The authors begin by describing why reliable multicast is difficult. The
basic problem is that many of the techniques used in unicast networks don't
carry over well to multicast. For example, a simple design might have each
receiver send ACKs back to the transmitter. However, this design will not
scale, since the sender will suffer "ack implosion" as its downstream link is
jammed by all the incoming ack requests. Using unicast ACKs would also
require the sender to both know the identity of every receiver, and
independently track the progress of each. This would break one of the key
abstractions of IP Multicast -- senders don't track receivers, but instead
simply publish to a channel to which some number of receivers are subscribed.

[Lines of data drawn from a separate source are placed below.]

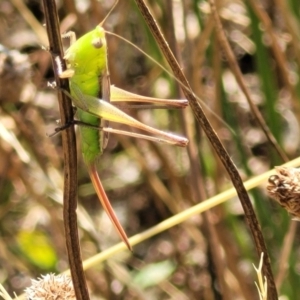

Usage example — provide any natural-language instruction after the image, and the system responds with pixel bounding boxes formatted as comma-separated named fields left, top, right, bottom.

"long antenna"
left=98, top=0, right=119, bottom=27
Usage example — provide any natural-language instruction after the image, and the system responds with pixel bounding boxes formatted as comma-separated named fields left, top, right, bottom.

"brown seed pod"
left=267, top=167, right=300, bottom=220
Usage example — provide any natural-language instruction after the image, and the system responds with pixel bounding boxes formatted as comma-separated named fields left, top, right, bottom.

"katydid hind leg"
left=88, top=164, right=132, bottom=251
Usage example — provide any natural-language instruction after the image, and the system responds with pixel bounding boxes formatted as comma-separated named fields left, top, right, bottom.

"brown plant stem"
left=43, top=0, right=90, bottom=300
left=135, top=0, right=278, bottom=300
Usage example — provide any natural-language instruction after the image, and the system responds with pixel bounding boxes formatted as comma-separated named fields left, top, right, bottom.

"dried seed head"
left=267, top=167, right=300, bottom=220
left=25, top=274, right=76, bottom=300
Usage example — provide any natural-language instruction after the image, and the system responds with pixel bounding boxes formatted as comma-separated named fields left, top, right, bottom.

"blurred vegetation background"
left=0, top=0, right=300, bottom=300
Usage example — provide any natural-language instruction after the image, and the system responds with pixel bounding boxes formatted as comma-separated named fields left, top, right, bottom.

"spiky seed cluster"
left=25, top=274, right=76, bottom=300
left=267, top=167, right=300, bottom=220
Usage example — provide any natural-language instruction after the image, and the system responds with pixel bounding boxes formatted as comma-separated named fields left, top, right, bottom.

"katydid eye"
left=92, top=38, right=103, bottom=49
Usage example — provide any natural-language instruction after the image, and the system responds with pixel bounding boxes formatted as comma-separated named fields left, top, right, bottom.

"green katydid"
left=58, top=24, right=188, bottom=249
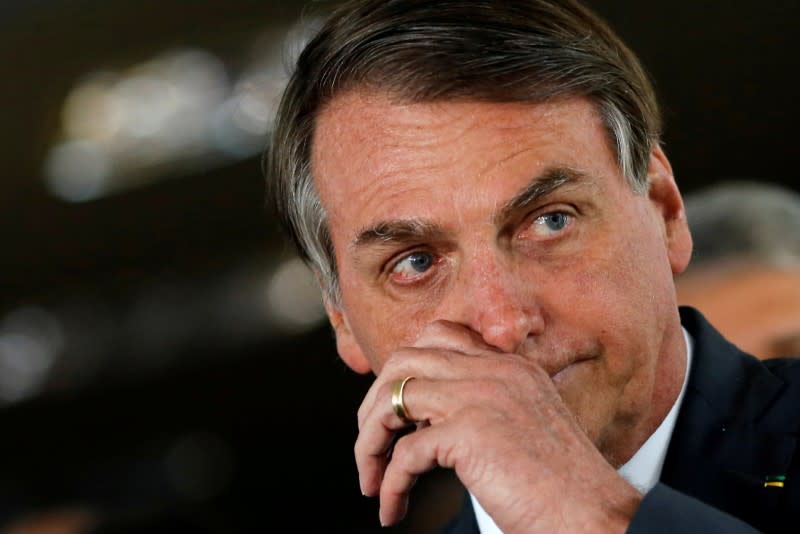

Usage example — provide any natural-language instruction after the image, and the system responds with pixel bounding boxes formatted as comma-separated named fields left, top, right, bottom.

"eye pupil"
left=408, top=254, right=433, bottom=273
left=545, top=213, right=567, bottom=230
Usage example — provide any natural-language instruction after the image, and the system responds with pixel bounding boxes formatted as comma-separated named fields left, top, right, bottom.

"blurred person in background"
left=265, top=0, right=800, bottom=534
left=677, top=180, right=800, bottom=358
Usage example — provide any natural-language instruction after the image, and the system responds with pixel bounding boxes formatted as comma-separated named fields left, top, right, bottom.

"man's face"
left=312, top=92, right=691, bottom=460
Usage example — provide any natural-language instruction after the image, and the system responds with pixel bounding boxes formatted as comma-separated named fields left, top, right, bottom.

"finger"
left=357, top=348, right=465, bottom=430
left=353, top=406, right=414, bottom=497
left=379, top=424, right=450, bottom=526
left=354, top=378, right=476, bottom=496
left=357, top=346, right=502, bottom=430
left=412, top=321, right=497, bottom=355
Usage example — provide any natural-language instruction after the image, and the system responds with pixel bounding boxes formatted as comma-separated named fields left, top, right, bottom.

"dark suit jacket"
left=443, top=307, right=800, bottom=534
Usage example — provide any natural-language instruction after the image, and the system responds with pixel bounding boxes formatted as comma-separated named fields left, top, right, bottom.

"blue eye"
left=533, top=211, right=571, bottom=235
left=392, top=252, right=434, bottom=277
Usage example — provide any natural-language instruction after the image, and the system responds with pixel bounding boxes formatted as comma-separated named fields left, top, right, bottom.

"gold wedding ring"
left=392, top=376, right=416, bottom=425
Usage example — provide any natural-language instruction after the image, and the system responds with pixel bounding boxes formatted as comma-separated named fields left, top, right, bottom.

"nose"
left=471, top=301, right=534, bottom=353
left=451, top=253, right=544, bottom=353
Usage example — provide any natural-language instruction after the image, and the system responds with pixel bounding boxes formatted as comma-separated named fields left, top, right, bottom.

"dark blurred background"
left=0, top=0, right=800, bottom=534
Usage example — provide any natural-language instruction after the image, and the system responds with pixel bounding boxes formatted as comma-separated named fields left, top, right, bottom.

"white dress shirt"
left=470, top=328, right=694, bottom=534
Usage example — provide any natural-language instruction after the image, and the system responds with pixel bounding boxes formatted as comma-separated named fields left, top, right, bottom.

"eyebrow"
left=351, top=167, right=586, bottom=248
left=353, top=219, right=444, bottom=247
left=493, top=167, right=587, bottom=225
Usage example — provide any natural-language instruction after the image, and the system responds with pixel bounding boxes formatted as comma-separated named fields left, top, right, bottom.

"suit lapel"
left=661, top=308, right=797, bottom=529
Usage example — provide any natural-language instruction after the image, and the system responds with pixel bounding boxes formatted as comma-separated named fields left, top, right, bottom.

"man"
left=677, top=180, right=800, bottom=358
left=265, top=0, right=800, bottom=534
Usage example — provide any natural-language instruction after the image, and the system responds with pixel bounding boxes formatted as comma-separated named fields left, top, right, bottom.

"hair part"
left=263, top=0, right=661, bottom=304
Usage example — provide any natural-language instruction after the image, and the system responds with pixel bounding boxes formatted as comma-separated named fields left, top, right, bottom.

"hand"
left=355, top=322, right=641, bottom=534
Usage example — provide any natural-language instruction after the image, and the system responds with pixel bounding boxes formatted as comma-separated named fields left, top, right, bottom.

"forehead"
left=312, top=92, right=619, bottom=238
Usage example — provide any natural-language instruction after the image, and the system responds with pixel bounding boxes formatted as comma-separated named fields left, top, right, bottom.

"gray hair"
left=684, top=180, right=800, bottom=273
left=263, top=0, right=661, bottom=303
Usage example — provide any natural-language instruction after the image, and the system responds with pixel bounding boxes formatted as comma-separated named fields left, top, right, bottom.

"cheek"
left=342, top=288, right=434, bottom=374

The proposed system requires that the receivers detect loss (by noticing gaps
in the sequence space), and send a request (for repair) packet to the group
at some random time in the future. If another host who has also lost data
notices this message, it cancels its own request message. In this way,
failures of a link affecting many hosts should result in only a few (ideally
one) retransmit requests. The actual retransmit request is fulfilled by a
repair packet, which is also sent via multicast so that any other hosts
affected by the loss can receive the missing data. One interesting property
of the system is that any host that has the data may respond to the
retransmit request -- it doesn't have to be the original sender.

The paper provides a great deal of detail on their retransmit method. They
also present both analytic and simulation results in order to confirm that
their approach does perform well. They are also careful to explore a variety
of topologies to explore how the protocol will perform in a number of
pathological cases. However, they don't (appear to) present any experimental
data. This is unfortunate, since they appear to have an application that
uses their protocol already created. Perhaps they didn't feel that their
network and application would be able to adequately stress the protocol?

I found this paper pretty long. I'm not sure it had to be this long in order
to present these ideas. If they really required this space, maybe it could
have been split up into two publications?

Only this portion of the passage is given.